The intracellular availability of β-catenin can also be directly regulated by its degradation in the cytoplasm. Multiple studies link the overexpression or silencing of ncPcdhs (PCDH8, PCDH10, PCDH18, PCDH20) in primary tumors and tumor cell lines to reduced or increased levels of phosphorylated GSK3β, respectively (Lv et al., 2015; Xu et al., 2015; Zhou D. et al., 2017; Zong et al., 2017). These changes in phosphorylated GSK3β levels were accompanied by altered β-catenin levels and expression of Wnt target genes (Figure 7B) (Lv et al., 2015; Xu et al., 2015; Zhou D. et al., 2017; Zong et al., 2017). Pcdhs could also modulate the activity of kinases and phosphatases that play a role in Wnt signaling. For instance, signaling downstream of Fak and Pyk2 has been linked to several Wnt pathway modules (Chen et al., 2002; Gao et al., 2015, 2019; Sun et al., 2016; Zheng et al., 2019).

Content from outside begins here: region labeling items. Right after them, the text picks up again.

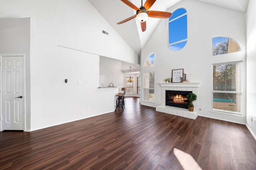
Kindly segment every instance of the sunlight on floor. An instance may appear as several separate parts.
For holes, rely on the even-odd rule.
[[[173,152],[184,170],[202,170],[200,166],[190,154],[176,148],[174,148]]]

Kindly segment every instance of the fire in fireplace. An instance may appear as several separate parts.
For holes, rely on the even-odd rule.
[[[165,105],[170,106],[188,109],[187,95],[192,91],[166,90]]]

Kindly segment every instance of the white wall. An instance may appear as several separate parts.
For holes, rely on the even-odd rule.
[[[246,18],[247,125],[256,139],[256,1],[249,2]],[[252,121],[251,119],[252,117]]]
[[[30,128],[30,27],[29,18],[0,18],[0,55],[25,55],[26,129]]]
[[[114,86],[120,86],[119,92],[121,92],[121,88],[124,86],[124,74],[122,71],[121,61],[100,57],[100,74],[104,75],[104,86],[112,83]]]
[[[204,116],[229,120],[240,123],[246,122],[246,35],[245,14],[195,0],[184,0],[168,10],[172,12],[184,7],[188,12],[188,37],[186,46],[182,50],[172,51],[168,46],[167,20],[162,19],[142,51],[141,63],[148,56],[155,53],[154,66],[142,69],[143,73],[155,71],[155,102],[143,101],[142,104],[152,106],[161,105],[161,88],[166,77],[171,77],[172,70],[184,68],[187,79],[192,82],[201,82],[199,92],[199,114]],[[212,37],[226,35],[233,37],[241,45],[242,51],[212,56]],[[212,66],[214,63],[243,61],[243,117],[234,117],[211,113]],[[143,90],[141,90],[143,96]]]
[[[0,1],[0,18],[26,17],[34,19],[30,39],[31,130],[114,110],[110,100],[114,99],[110,97],[114,96],[113,92],[98,89],[99,55],[136,64],[140,61],[93,6],[87,0]],[[69,84],[64,84],[66,78]],[[101,107],[99,98],[106,101]]]

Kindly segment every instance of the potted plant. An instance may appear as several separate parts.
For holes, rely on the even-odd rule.
[[[189,101],[189,103],[188,105],[188,110],[190,111],[194,111],[194,104],[192,102],[196,100],[197,96],[194,93],[190,93],[187,95],[187,98]]]

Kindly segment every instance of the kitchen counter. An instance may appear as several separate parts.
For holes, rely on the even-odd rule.
[[[118,89],[120,86],[114,86],[114,87],[99,87],[99,89],[100,90],[114,90]]]

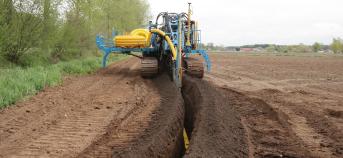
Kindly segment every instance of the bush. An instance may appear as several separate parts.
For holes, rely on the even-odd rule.
[[[114,55],[110,61],[125,57]],[[0,69],[0,108],[14,104],[26,96],[34,95],[46,86],[60,84],[63,75],[89,74],[100,66],[101,58],[92,57],[60,62],[55,65]]]

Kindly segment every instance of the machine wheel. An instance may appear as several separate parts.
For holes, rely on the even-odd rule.
[[[158,73],[158,60],[155,57],[143,57],[141,60],[141,76],[153,77]]]
[[[203,78],[204,77],[204,64],[193,58],[185,59],[185,70],[186,73],[190,76],[197,77],[197,78]]]

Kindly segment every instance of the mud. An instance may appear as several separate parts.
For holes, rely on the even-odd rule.
[[[244,127],[230,101],[206,81],[186,76],[183,85],[191,140],[185,157],[248,157]]]
[[[0,157],[176,157],[181,94],[130,58],[0,112]]]
[[[214,53],[205,77],[222,89],[251,157],[342,157],[342,56]]]
[[[342,56],[210,58],[182,93],[136,58],[68,77],[0,111],[0,157],[343,157]]]

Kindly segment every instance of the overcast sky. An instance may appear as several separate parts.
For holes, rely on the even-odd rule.
[[[193,3],[203,42],[222,45],[329,44],[343,37],[343,0],[148,0],[159,12]]]

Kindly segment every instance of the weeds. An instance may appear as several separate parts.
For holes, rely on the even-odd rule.
[[[110,62],[125,57],[112,56]],[[61,84],[64,75],[90,74],[100,68],[100,63],[101,58],[92,57],[47,66],[0,69],[0,108],[34,95],[47,86]]]

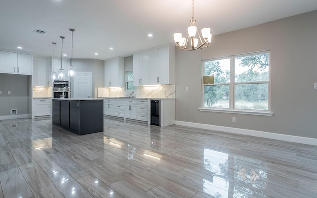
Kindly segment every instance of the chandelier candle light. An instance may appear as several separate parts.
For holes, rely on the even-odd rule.
[[[65,37],[61,36],[59,37],[61,39],[61,59],[60,59],[60,69],[58,70],[58,78],[59,79],[64,79],[65,74],[64,74],[64,69],[63,69],[63,40]]]
[[[76,76],[76,70],[75,67],[73,65],[73,32],[75,31],[74,29],[70,29],[71,31],[71,60],[70,65],[68,66],[68,76],[75,77]]]
[[[55,80],[56,79],[56,72],[55,71],[55,45],[56,43],[52,42],[52,44],[54,45],[54,56],[53,57],[53,71],[52,72],[52,79],[53,80]]]
[[[197,28],[195,25],[196,20],[194,18],[194,0],[193,0],[192,13],[192,19],[190,20],[190,26],[187,28],[186,36],[182,37],[182,34],[180,33],[174,34],[174,40],[176,43],[176,46],[182,50],[188,51],[202,49],[209,46],[212,36],[212,35],[210,33],[210,28],[209,28],[202,29],[202,39],[197,31]],[[199,39],[195,38],[196,33],[198,35]],[[189,41],[190,41],[191,47],[187,46],[187,43]],[[199,45],[198,45],[199,42],[200,42]],[[197,46],[198,46],[197,47]]]

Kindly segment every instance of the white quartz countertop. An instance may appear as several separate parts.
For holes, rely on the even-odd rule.
[[[65,98],[61,99],[60,98],[52,98],[53,99],[58,100],[68,100],[68,101],[83,101],[83,100],[101,100],[103,99],[100,98],[86,98],[86,99],[75,99],[74,98]]]
[[[138,97],[99,97],[99,99],[175,99],[171,98],[138,98]]]

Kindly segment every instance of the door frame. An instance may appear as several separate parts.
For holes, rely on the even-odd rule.
[[[92,86],[93,86],[93,84],[92,84],[92,81],[93,79],[92,78],[92,72],[91,71],[86,71],[86,72],[84,72],[84,71],[81,71],[81,72],[76,72],[76,74],[88,74],[90,76],[90,98],[95,98],[95,97],[94,96],[94,97],[93,97],[92,94],[92,90],[93,90],[93,88],[92,88]],[[73,82],[73,84],[74,84],[74,88],[73,90],[76,90],[75,88],[76,86],[76,83],[77,83],[77,81],[76,80],[76,76],[75,77],[74,77],[74,82]],[[73,94],[73,97],[75,98],[75,95]]]

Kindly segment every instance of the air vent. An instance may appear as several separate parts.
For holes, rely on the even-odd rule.
[[[34,30],[34,31],[33,31],[33,32],[36,32],[37,33],[40,33],[40,34],[45,34],[46,32],[44,31],[43,30],[38,30],[37,29],[36,29],[35,30]]]

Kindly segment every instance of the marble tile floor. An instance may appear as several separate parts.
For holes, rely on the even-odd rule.
[[[0,198],[317,198],[317,147],[105,118],[0,121]]]

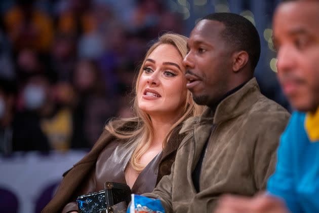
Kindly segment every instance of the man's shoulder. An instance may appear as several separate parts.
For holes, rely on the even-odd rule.
[[[271,100],[261,93],[256,99],[255,103],[252,104],[250,113],[268,117],[276,117],[282,114],[289,119],[290,114],[283,106]]]

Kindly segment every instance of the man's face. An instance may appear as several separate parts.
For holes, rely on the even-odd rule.
[[[319,2],[281,5],[273,18],[278,78],[296,110],[314,111],[319,106]]]
[[[187,42],[188,53],[183,61],[187,87],[199,104],[213,104],[229,90],[232,63],[229,44],[221,35],[224,29],[218,21],[201,20]]]

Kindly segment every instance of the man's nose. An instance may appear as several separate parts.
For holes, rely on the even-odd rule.
[[[277,54],[277,70],[285,72],[294,68],[296,54],[295,50],[289,46],[282,46]]]

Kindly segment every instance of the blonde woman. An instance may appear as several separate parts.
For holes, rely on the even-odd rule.
[[[186,89],[187,38],[161,37],[146,53],[135,86],[136,116],[108,123],[91,152],[67,172],[43,212],[77,212],[81,195],[104,189],[104,183],[127,184],[133,193],[151,192],[170,173],[183,122],[199,115]]]

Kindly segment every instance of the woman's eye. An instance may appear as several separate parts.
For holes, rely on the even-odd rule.
[[[165,75],[165,76],[167,76],[168,77],[174,77],[174,76],[176,76],[177,75],[175,73],[173,73],[170,71],[165,71],[164,72],[164,75]]]
[[[149,68],[149,67],[144,67],[144,68],[143,68],[143,70],[144,72],[145,73],[146,73],[146,74],[151,73],[151,72],[153,72],[153,70],[152,70],[152,69],[151,69],[151,68]]]
[[[204,48],[198,48],[198,52],[200,53],[204,53],[206,51],[206,50],[205,50]]]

Finally, some Pcdhs might regulate the expression of nuclear β-catenin importers/exporters. One study described a strongly reduced expression of BCL9 when PCDH10 was overexpressed in RPMI-8226 and KM3 cells (Xu et al., 2015). BCL9 is a necessary transcriptional co-activator of Wnt target genes, and a complex of BCL9 and Pygopus has been shown to recruit β-catenin to the nuclear compartment (Figure 7C) (Kramps et al., 2002; Townsley et al., 2004).

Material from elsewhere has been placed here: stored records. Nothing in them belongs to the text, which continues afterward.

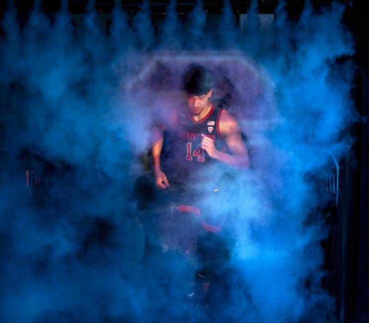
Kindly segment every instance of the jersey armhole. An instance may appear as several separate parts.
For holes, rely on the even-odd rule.
[[[224,140],[224,137],[223,137],[223,135],[221,134],[221,127],[220,127],[220,122],[221,122],[221,111],[223,111],[223,108],[221,108],[220,109],[219,109],[219,112],[218,112],[218,115],[217,116],[217,124],[216,124],[216,128],[217,128],[217,133],[218,133],[218,136],[219,136],[219,138],[221,138],[221,140],[223,141]]]

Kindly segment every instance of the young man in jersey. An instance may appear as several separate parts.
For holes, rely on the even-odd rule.
[[[224,168],[247,168],[248,156],[236,119],[212,102],[214,84],[210,71],[201,66],[191,65],[184,76],[183,87],[187,102],[173,109],[167,124],[153,130],[155,185],[158,190],[170,186],[169,189],[175,188],[181,192],[178,198],[182,203],[185,200],[190,206],[199,207],[183,208],[184,212],[201,213],[202,217],[207,212],[216,211],[217,205],[211,202],[204,208],[201,200],[207,199],[208,193],[218,191],[224,182],[229,185],[230,180]],[[204,221],[203,224],[206,230],[211,232],[221,228],[221,225],[212,225]],[[208,239],[209,235],[203,234],[203,237]],[[217,244],[206,242],[204,245]],[[209,254],[209,250],[205,253]],[[200,294],[205,294],[209,286],[209,275],[202,271],[199,276],[203,281]],[[191,280],[193,279],[190,277],[190,283],[193,282]],[[193,295],[191,291],[186,294],[188,297]]]
[[[155,184],[159,189],[165,189],[172,181],[189,182],[190,178],[185,179],[186,176],[194,177],[193,172],[198,175],[215,161],[241,169],[249,165],[247,150],[236,120],[211,101],[214,87],[211,72],[193,65],[184,79],[187,103],[174,110],[168,124],[154,131],[153,171]],[[163,131],[166,132],[165,138]],[[164,158],[163,144],[172,146]],[[162,168],[163,162],[165,164]]]

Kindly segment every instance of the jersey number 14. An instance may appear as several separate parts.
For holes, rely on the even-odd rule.
[[[186,159],[187,161],[192,160],[192,156],[197,157],[198,162],[205,162],[205,159],[204,157],[205,156],[205,153],[204,152],[204,150],[201,148],[201,145],[198,145],[196,149],[192,153],[192,143],[188,143],[186,147],[187,148],[187,155],[186,156]],[[191,154],[192,156],[191,156]]]

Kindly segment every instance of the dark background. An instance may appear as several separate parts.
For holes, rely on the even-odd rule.
[[[69,9],[72,14],[82,14],[87,0],[70,0]],[[154,24],[165,16],[168,0],[151,0],[152,19]],[[222,0],[204,0],[208,14],[221,13]],[[247,13],[250,1],[230,1],[237,21],[240,14]],[[286,10],[289,18],[297,19],[304,6],[303,0],[287,0]],[[323,6],[332,2],[328,0],[311,1],[318,11]],[[362,119],[346,130],[342,136],[351,135],[356,141],[351,150],[339,161],[339,185],[337,205],[327,206],[324,212],[329,215],[327,222],[331,228],[328,239],[322,242],[325,255],[325,269],[330,274],[322,281],[325,288],[336,300],[336,316],[347,323],[369,322],[369,44],[366,19],[365,1],[346,0],[346,10],[343,22],[347,25],[356,40],[356,52],[351,57],[358,67],[356,87],[352,95]],[[28,13],[33,3],[32,0],[16,0],[18,18],[21,25],[27,22]],[[59,1],[42,1],[44,10],[52,19],[60,7]],[[140,1],[124,0],[124,8],[131,14],[139,10]],[[259,1],[261,14],[273,14],[278,3],[276,0]],[[101,14],[109,15],[113,7],[113,0],[97,0],[96,7]],[[177,11],[185,17],[196,4],[195,0],[177,0]],[[6,1],[0,2],[0,18],[4,13]],[[107,26],[109,23],[106,17]],[[32,178],[31,178],[32,180]],[[29,183],[27,183],[29,184]],[[322,189],[325,189],[323,186]]]

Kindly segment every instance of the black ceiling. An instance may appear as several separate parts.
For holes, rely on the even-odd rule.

One of the best characterized Pcdh/Wnt interactions is the activation of the Wnt/Planar Cell Polarity (PCP) pathway by Pcdh8 to regulate convergent extension and tissue separation/morphogenesis during Xenopus laevis gastrulation (Figure 8). In the vertebrate Wnt/PCP pathway, binding of Wnt ligands to Frizzled (Fz) receptors recruits Disheveled (Dvl) to the membrane, resulting in the formation of complexes with either Disheveled-associated activator of morphogenesis 1 (Daam1) or small GTPase Rac1 that activate downstream signaling via RhoA or c-jun N-terminal kinase (JNK), respectively (Strutt et al., 1997; Axelrod et al., 1998; Boutros et al., 1998; Wallingford et al., 2000; Habas et al., 2001, 2003; Mah and Weiner, 2017). The extracellular domain of Pcdh8 is able to directly bind Frizzled7 to coordinate cellular polarity (Medina et al., 2004; Unterseher et al., 2004; Kraft et al., 2012). Both components are necessary for the initiation of Wnt/PCP signaling, as loss of Pcdh8 function was found to specifically block JNK activation via Rac1 (Unterseher et al., 2004). Furthermore, four intracellular Pcdh8 interaction partners related to the Wnt/PCP-associated molecular network have been recently discovered. The intracellular domain of Pcdh8 can sequester Sprouty to inhibit its antagonistic effect on Wnt/PCP signaling (Wang et al., 2008). Moreover, a direct physical interaction between Xenopus (x)ANR5 and Pcdh8 can activate the downstream effector molecules JNK and Rho, strengthening the output of the PCP pathway (Chung et al., 2007), while the interaction between Pcdh8 and Nemo-like Kinase1 (NLK1) is necessary for the stabilization of Pcdh8 (Kumar et al., 2017). Lastly, an interaction with casein kinase 2β (CK2β) blocks CK2β-mediated stabilization of β-catenin, thereby reducing canonical Wnt/β-catenin signaling (Kietzmann et al., 2012). Expression of Pcdh8 itself is regulated by Wnt/PCP signaling, providing a feedback loop into this pathway (Schambony and Wedlich, 2007).

In summary, although the majority of Pcdhs do not possess a β-catenin binding site, the interplay between cadherin-mediated adhesion and Wnt signaling seems to be conserved across the cadherin superfamily. Identifying a general interaction modality between Pcdh- and Wnt-mediated signaling pathways might prove difficult, as available evidence highlights Pcdh- and context-dependent effects on Wnt signaling. Clearly, additional research is required to better understand the complex relationship between individual Pcdhs and Wnt-related pathways. Moreover, since most studies so far have been performed in cancer cells, whether and how their findings might translate contextually to neural development is currently poorly understood. The comprehensive investigation of binding partners and molecular action mechanisms of individual Pcdhs will therefore be a crucial step in the complete elucidation of Pcdh functions across multiple contexts.